In calo le ore di utilizzo
Per quanto riguarda il grado di utilizzo di queste installazioni (spesso molto contestato), secondo il Gse gli impianti in esercizio nel 2008 hanno dimostrato una performance leggermente in calo rispetto a quella degli ultimi anni. Nel 2008 la quota di strutture con oltre 1.800 ore di utilizzazione risulta infatti pari al 38%, inferiore sia rispetto al 40% del 2007 che al 48% del 2004. Il valore mediano nel 2008 è pari a 1.580 ore equivalenti di utilizzazione, la classe più numerosa è quella compresa tra 1.800 e 2.000 ore, che riguarda ben 32 iinstallazioni.

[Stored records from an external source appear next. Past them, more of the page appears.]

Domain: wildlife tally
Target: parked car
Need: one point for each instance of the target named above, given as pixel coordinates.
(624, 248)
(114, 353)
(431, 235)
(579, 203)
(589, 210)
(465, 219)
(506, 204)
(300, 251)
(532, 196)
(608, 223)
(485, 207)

La media delle ore di utilizzazione per impianto è uguale a circa 1.413 ore, ma esistono anche 25 centrali eoliche che nel corso dell'intero 2008 non hanno mai prodotto energia, neppure per un'ora. La produttività delle strutture eoliche è dunque leggermente diminuita nell'ultimo anno preso in esame dal Gse: considerando i 169 impianti ancora funzionanti entrati in servizio entro dicembre 2006, la differenza in termini di ore di utilizzo tra 2007 e 2008 è stata leggermente negativa (-3%).